Your #1 source for producer skills the the PMBOK (Project Management Book of Knowledge) - but it’s a very very dry read. However as it is pretty much a reference work there are many books presenting the same topics in a simplified manner. Also, not all topics of the PMBOK apply to producers work anyway. Mostly risk management, resource/time planning, stakeholder management. There should be tons of books on the subject. Asking a producer can be a good starting point. Here at my company, for example, a couple of producers are PMPs, so those are the guys I would ask.
In general as a lead you don’t need to know as much as a producer anyway. But it helps knowing about the topics and the issues they deal with.
SDLCs are a typical software engineering topic. Agile is a form of SDLC (the other well known one is Waterfall). What’s interesting to learn is not necessarily how other SDLCs work, but how to do things by the book. I often meet people who claim to do Scrum who have no clue about how to do things by the book. It’s like saying “I’m an abstract painter” when in fact you have no clue about anatomy, perspective or color theory. You’re not an abstract painter because of skill, but because of the lack of it. Anyway, you want to read up on requirements engineering, specification, planning, best practices, progress tracking, reviews, configuration management, etc. Some of it is covered in the books mentioned below.

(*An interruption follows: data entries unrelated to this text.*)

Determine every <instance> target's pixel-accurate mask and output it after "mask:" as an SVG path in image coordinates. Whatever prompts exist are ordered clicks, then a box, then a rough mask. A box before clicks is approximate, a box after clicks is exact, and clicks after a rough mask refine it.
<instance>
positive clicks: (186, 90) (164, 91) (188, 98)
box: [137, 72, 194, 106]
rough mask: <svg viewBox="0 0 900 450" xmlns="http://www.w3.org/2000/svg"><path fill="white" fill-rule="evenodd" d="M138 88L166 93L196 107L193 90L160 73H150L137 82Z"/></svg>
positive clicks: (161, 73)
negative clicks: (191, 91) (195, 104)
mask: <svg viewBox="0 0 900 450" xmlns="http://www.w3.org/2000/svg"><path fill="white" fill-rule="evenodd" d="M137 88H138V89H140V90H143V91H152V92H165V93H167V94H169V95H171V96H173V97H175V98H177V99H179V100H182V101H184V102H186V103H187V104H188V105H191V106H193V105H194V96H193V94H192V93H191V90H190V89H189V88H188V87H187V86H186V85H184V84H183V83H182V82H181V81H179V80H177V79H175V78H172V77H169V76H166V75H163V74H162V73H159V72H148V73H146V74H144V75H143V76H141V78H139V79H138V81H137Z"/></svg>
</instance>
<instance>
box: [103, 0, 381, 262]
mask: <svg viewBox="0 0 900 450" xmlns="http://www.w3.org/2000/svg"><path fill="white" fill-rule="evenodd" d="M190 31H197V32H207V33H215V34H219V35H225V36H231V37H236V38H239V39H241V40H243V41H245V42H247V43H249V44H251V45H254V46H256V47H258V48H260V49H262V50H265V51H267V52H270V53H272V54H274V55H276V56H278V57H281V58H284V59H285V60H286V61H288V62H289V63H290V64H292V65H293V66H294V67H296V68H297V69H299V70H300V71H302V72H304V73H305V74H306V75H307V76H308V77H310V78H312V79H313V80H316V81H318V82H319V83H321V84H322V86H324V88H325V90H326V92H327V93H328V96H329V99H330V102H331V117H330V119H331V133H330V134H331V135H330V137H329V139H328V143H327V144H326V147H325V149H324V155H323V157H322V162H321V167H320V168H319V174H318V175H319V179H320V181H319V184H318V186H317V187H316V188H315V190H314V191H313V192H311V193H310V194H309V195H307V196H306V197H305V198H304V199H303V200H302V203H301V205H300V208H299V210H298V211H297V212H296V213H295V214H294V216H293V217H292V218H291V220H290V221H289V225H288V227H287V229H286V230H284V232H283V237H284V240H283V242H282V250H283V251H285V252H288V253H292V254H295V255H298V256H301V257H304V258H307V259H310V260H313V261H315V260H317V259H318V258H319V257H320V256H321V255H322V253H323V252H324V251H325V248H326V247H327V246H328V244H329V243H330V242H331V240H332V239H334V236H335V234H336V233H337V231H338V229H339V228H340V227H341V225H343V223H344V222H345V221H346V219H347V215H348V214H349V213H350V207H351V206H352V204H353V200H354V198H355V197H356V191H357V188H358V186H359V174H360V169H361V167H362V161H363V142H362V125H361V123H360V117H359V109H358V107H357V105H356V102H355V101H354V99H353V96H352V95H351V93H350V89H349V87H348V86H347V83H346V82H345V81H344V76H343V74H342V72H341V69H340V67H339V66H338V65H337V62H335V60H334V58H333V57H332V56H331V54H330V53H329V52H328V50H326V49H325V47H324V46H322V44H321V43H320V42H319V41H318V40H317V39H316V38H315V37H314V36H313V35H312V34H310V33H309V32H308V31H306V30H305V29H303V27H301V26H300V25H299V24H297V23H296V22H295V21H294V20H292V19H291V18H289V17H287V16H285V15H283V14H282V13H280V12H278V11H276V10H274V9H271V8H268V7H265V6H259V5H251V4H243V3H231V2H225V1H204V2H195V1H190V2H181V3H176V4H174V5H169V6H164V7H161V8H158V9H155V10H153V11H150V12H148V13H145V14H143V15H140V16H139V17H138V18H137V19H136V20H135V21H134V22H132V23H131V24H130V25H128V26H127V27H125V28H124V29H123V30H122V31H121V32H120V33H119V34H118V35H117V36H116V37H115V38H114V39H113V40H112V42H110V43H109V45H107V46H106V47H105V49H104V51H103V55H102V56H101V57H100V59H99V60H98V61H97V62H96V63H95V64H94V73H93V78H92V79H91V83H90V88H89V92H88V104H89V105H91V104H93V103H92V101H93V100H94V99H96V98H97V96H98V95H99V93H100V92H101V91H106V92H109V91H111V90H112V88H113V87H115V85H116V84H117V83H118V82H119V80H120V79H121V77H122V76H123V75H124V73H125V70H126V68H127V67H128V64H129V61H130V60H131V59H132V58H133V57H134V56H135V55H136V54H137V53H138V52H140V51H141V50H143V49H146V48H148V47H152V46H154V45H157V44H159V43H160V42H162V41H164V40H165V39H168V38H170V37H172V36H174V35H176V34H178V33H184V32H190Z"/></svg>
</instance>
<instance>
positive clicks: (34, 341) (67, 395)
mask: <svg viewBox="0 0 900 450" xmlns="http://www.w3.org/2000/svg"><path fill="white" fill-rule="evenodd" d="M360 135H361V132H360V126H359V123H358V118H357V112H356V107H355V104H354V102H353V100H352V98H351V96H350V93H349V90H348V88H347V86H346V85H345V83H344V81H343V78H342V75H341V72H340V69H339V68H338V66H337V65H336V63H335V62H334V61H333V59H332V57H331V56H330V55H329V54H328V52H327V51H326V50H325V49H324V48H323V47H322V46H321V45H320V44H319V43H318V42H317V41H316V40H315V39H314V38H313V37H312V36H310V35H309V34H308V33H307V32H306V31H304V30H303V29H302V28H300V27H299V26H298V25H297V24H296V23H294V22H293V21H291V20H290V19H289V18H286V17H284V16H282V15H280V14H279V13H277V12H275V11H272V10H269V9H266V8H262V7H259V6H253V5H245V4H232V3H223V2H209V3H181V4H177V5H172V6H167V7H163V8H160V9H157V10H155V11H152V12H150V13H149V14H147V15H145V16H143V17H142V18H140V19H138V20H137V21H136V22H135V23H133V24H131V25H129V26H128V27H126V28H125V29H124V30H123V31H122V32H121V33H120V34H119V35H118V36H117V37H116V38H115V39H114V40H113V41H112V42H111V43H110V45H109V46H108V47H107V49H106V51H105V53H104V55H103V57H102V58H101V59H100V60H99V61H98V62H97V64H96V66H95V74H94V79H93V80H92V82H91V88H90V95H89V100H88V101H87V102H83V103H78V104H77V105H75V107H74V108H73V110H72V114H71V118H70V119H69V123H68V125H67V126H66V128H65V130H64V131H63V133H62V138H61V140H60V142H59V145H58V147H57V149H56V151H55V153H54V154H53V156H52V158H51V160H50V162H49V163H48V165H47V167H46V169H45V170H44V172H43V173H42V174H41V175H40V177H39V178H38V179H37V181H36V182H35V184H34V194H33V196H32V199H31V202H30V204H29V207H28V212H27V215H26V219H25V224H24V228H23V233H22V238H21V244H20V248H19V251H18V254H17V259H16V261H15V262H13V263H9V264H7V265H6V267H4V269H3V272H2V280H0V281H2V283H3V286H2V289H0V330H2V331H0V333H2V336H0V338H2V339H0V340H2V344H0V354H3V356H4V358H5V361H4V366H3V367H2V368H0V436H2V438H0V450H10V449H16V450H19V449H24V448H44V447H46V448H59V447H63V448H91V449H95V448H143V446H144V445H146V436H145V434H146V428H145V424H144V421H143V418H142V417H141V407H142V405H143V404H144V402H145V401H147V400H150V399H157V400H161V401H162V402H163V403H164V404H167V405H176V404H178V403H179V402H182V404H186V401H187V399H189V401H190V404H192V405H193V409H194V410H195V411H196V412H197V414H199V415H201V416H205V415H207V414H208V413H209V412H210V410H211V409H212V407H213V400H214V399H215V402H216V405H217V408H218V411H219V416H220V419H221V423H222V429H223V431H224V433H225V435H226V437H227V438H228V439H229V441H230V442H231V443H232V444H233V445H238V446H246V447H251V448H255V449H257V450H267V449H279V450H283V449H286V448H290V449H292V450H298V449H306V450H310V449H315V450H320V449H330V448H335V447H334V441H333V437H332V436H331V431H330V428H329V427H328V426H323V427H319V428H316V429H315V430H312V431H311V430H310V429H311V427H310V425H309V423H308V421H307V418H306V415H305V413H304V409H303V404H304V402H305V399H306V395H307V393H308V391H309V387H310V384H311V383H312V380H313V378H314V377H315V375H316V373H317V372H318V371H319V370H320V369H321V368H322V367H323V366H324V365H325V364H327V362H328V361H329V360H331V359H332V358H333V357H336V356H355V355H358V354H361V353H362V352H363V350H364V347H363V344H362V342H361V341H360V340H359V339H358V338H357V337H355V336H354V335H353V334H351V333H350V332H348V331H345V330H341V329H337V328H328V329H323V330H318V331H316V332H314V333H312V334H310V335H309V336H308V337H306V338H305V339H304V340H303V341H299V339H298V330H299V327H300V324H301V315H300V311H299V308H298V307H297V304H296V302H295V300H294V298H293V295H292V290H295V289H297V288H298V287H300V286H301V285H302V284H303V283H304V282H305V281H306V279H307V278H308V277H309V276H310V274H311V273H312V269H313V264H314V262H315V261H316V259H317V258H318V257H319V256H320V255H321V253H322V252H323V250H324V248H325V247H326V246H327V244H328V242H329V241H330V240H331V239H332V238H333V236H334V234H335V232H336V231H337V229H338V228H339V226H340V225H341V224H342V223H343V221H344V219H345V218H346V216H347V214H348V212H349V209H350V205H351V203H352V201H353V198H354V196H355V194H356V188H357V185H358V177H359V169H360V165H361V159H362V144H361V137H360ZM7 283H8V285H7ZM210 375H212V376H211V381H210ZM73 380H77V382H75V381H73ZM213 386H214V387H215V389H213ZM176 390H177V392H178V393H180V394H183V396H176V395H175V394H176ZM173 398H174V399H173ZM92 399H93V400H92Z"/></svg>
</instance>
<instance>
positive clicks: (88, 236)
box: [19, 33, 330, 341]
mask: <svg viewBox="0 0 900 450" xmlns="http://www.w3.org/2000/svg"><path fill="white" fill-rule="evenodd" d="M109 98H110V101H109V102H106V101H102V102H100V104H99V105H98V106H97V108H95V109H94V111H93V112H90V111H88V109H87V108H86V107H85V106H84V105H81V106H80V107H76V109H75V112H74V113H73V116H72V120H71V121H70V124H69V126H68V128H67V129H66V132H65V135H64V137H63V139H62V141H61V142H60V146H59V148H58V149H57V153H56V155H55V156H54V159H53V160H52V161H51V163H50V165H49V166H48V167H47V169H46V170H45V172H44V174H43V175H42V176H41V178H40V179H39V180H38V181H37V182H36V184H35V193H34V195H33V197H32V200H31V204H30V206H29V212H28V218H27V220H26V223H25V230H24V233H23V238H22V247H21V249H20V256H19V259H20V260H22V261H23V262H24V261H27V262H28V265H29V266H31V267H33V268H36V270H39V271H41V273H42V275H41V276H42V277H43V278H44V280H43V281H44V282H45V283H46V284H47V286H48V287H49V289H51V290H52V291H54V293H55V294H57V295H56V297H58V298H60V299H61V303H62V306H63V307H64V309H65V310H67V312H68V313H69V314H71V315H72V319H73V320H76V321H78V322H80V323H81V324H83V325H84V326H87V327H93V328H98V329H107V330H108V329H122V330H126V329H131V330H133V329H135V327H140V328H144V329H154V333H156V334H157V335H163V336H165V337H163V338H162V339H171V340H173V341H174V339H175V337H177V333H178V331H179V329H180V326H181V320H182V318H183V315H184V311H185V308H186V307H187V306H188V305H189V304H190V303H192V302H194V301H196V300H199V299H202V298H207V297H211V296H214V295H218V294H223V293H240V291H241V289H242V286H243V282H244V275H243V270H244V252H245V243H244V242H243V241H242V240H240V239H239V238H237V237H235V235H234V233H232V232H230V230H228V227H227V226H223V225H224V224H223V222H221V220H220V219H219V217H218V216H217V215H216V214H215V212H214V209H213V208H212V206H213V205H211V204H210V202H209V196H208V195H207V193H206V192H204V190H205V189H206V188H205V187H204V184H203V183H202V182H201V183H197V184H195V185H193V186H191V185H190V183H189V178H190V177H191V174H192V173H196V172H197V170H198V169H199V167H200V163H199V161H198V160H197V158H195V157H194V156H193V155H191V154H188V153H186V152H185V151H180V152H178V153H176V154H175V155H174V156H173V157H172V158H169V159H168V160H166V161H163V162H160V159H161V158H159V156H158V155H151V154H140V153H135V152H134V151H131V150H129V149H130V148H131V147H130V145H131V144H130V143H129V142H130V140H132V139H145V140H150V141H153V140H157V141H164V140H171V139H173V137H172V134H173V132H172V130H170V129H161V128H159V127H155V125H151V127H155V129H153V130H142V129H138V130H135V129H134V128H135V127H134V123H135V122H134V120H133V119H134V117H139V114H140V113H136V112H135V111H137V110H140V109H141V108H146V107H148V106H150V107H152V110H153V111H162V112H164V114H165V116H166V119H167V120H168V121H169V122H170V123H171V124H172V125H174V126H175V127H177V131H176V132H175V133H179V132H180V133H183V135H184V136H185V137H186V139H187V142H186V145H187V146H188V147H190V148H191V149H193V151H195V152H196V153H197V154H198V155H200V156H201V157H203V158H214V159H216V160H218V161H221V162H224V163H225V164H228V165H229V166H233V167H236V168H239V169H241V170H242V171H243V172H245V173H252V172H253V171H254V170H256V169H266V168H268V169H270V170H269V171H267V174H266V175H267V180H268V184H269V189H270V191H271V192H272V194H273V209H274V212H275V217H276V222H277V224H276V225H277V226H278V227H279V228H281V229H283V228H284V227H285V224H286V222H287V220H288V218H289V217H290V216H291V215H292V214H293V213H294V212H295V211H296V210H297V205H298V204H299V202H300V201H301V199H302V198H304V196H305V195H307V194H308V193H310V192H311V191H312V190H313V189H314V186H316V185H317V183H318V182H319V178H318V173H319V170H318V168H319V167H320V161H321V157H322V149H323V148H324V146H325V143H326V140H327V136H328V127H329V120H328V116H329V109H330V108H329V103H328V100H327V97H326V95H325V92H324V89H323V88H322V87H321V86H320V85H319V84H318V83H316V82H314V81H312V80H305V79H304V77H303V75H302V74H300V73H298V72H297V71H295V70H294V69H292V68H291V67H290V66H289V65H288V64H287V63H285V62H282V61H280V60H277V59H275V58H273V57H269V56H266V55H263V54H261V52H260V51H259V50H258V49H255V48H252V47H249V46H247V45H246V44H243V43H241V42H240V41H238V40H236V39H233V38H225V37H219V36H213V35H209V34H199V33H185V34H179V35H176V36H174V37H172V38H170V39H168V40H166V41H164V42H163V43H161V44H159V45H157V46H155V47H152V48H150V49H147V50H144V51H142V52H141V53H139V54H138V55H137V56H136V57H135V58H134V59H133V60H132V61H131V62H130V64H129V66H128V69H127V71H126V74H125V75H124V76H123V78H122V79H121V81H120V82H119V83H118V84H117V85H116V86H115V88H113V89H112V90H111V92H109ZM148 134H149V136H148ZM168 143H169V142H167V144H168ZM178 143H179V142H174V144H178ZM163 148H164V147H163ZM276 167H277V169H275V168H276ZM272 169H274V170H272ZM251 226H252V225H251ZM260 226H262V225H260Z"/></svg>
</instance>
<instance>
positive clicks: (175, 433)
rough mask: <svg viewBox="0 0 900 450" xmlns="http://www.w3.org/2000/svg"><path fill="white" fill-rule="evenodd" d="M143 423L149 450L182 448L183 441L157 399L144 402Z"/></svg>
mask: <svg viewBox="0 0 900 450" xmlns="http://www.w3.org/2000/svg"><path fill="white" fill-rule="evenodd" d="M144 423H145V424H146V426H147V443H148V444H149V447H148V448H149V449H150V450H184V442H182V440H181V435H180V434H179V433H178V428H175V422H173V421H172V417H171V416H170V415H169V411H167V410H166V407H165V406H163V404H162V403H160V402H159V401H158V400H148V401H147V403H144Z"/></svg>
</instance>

For practical tips McConnell’s Code Complete 2 is the best book imho. The Software Project Survival Guide (also by Mc Connell) adds the project management part that’s missing from Code Complete. “The Pragmatic Programmer” takes a bit more philosophical stance on what is good software. Definitely read “The Mythical Man Month”. I also enjoyed “Software Engineering for Game Developers” (Warning: this book is NOT about making games in practice, and I don’t think anyone makes, or should make, games like describes in this book!; However it is a fairly easily readable introduction to all things Software Engineering which is pretty close to what is being taught at college. It describes how to do things by-the-book.). Only once you understand the rules - i.e. how you should do things - you can break them. At this point you should do Scrum (note: Scrum is pretty much both a SDLC and project management approach).

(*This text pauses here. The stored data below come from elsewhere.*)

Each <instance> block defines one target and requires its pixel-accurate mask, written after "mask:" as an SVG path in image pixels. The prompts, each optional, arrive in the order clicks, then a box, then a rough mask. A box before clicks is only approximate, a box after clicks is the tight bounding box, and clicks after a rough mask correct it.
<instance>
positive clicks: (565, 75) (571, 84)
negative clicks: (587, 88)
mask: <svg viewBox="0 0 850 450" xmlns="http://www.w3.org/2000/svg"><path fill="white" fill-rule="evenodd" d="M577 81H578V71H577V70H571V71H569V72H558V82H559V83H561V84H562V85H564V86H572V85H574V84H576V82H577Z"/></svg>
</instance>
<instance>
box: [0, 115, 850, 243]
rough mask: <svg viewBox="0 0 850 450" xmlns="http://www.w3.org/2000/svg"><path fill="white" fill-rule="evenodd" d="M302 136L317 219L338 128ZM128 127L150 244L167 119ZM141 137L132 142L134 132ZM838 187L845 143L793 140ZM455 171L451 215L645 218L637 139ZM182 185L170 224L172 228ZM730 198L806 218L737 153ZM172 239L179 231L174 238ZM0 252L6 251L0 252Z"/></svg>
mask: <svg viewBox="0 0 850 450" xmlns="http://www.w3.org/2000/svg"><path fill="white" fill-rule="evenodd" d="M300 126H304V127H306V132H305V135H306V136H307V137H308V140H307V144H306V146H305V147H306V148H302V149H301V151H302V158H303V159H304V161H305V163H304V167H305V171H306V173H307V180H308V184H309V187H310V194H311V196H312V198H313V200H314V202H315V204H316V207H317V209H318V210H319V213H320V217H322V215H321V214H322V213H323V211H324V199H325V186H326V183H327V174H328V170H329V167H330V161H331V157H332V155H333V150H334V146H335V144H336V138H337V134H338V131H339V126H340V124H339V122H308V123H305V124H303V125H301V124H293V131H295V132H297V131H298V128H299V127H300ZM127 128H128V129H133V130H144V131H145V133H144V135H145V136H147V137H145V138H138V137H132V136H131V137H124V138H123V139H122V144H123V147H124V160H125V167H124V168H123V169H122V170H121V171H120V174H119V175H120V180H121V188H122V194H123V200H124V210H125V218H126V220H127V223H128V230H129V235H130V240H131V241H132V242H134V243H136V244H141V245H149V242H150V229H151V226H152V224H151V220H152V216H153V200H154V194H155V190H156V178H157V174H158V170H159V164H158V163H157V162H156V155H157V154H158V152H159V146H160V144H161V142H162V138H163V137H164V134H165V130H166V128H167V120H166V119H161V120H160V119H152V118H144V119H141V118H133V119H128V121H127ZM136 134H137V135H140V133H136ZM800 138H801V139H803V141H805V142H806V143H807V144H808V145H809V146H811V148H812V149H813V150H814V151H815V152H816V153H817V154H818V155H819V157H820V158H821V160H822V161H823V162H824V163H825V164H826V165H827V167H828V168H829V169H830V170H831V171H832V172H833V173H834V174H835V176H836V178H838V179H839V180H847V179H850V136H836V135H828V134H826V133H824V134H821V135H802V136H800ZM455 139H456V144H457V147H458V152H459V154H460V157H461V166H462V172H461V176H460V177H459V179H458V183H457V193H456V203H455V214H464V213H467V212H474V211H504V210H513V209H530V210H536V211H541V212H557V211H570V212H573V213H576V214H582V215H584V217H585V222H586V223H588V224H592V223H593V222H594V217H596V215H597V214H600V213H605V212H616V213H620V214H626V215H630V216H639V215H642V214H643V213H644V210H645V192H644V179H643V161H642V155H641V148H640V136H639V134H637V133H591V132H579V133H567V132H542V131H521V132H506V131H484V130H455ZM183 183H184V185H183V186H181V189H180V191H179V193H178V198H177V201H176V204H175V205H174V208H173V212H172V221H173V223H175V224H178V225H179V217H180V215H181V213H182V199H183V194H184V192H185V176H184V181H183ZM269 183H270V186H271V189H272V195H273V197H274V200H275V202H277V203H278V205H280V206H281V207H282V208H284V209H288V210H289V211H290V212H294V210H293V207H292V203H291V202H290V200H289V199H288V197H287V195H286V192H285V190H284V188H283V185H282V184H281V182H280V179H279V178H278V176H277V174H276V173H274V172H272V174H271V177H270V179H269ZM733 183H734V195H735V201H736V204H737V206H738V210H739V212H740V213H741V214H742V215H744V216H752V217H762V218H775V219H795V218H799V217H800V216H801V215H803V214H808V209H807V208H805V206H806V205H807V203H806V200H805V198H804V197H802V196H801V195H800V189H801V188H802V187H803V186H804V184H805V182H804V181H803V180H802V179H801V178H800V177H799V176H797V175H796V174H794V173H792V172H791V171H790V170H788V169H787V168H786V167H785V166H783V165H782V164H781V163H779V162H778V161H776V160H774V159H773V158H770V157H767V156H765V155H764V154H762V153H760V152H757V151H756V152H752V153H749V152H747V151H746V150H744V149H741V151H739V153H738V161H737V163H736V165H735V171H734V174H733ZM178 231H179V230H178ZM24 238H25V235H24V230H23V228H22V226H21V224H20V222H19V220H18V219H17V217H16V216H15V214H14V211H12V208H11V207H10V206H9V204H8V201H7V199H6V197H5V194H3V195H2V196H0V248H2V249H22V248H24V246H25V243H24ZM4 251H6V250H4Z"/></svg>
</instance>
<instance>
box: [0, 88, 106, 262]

If you’ve started out as coder, especially one heavily invested in algorithms, you should brush up on your architectural skills. As a lead you give direction and your “grunts” will do all the typing. They will often focus on units and rely on you to provide the big picture. Or you could designate someone as “architect” in your team, but I’ve never seen this in practice in a TA / tools team yet. Read up on some practices how you can write down software architecture. i.e. how modules are arranged, how they interact and what their dependencies are. This will help your team to understand how their work fits into the big picture. Take a look at UML, especially class diagram notation. No need to stick to the book though. Use it as inspiration to share ideas about software architecture with your team, and as basis for discussion. Sharing the big picture (and holding it in a written down form) with your team is important! (or else everyone will forget the grand design halfway during production and your software will be a convoluted mess).

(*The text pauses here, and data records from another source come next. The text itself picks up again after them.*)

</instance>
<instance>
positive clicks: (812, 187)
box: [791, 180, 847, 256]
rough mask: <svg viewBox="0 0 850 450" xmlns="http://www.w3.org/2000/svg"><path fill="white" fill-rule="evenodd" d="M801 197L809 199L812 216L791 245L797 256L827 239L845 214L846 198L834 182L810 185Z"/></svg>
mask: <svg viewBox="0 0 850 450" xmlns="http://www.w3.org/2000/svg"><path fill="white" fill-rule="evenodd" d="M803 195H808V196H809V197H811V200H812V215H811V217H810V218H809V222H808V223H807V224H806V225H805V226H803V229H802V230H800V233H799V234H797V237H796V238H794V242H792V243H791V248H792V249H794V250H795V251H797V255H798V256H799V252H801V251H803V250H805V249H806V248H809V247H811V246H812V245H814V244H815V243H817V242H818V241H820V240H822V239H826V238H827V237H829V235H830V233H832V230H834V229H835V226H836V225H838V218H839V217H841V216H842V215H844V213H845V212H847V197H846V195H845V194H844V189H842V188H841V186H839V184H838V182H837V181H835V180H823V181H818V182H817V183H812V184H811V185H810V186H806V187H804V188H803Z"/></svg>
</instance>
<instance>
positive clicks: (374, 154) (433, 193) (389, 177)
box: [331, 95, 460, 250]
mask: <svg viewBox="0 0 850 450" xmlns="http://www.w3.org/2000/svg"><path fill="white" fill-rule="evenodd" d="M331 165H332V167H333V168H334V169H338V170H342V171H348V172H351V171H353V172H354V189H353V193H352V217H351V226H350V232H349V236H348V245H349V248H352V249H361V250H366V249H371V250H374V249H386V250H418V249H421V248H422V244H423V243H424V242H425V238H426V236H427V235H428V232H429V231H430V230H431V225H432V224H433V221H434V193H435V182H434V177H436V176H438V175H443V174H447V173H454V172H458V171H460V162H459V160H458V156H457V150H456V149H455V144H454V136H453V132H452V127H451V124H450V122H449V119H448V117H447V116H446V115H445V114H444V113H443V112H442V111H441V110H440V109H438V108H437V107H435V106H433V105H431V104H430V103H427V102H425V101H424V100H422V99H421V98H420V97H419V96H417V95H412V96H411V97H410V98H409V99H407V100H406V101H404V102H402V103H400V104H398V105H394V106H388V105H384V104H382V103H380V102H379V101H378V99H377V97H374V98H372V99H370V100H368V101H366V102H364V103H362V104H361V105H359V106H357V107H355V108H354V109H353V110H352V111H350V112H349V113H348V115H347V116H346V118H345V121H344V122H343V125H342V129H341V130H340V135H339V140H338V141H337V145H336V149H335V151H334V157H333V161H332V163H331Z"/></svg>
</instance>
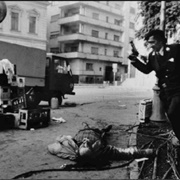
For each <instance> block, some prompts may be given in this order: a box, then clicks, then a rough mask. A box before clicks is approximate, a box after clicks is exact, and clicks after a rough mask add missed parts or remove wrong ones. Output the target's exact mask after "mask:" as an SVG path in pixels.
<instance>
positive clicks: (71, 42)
mask: <svg viewBox="0 0 180 180" xmlns="http://www.w3.org/2000/svg"><path fill="white" fill-rule="evenodd" d="M136 9H137V5H136V2H135V1H134V2H131V1H60V2H56V1H55V2H52V3H51V5H49V6H48V33H47V37H48V40H49V43H48V51H49V52H53V53H57V54H59V55H61V56H64V57H67V58H68V59H69V61H70V66H71V69H72V72H73V74H74V76H75V77H76V78H75V80H76V81H75V82H76V83H102V82H103V81H108V82H113V81H114V80H115V81H119V82H122V81H123V80H124V79H125V78H126V77H127V76H128V68H129V67H128V66H129V60H128V58H127V57H128V52H129V50H130V45H129V41H130V40H132V39H134V27H135V22H134V19H135V16H136ZM113 67H114V68H113Z"/></svg>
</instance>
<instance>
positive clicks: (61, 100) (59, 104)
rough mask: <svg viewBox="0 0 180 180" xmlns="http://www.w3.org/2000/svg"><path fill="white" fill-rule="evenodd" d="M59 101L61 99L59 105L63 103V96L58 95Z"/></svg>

Again, your knowledge doesn’t need to be as deep as someone who designs e.g. an entire game engine. But you should be familiar with the topics and issues.
Resource and time planning: PMBOK covers this. It’s basically a major part in MS Project. But for team leader purposes you can do it with fewer bells and whistles, and this knowledge mostly comes handy for longer projects - e.g. you develop a pipeline or some other complex tool with multiple people working on it. Being able to make a GANTT diagram and identify the critical path allows you to indetify the most resource intensive tasks, the tasks which can or cannot delay, and it allows you to experiment with different schedules and see how they affect your overall project. Basically it lets you explore different scenarios of how you schedule the project, which is nice.
Sure, it’s game dev, and things change all the time, but it helps if you have a plan, as guidance, that shows you the “ideal direction” to follow, rather than being completely lost without any plan. As alternative you can use the Scrum approach. But even there it helps to have some grand design or path in mind and not totally let customers jerk you around all the time (i.e. Scrum is flexible, but it also often happens that clients themselves have no plan)
Edit: Theodox has some books listed on his website, I think there are also a couple which could be useful for a lead to know.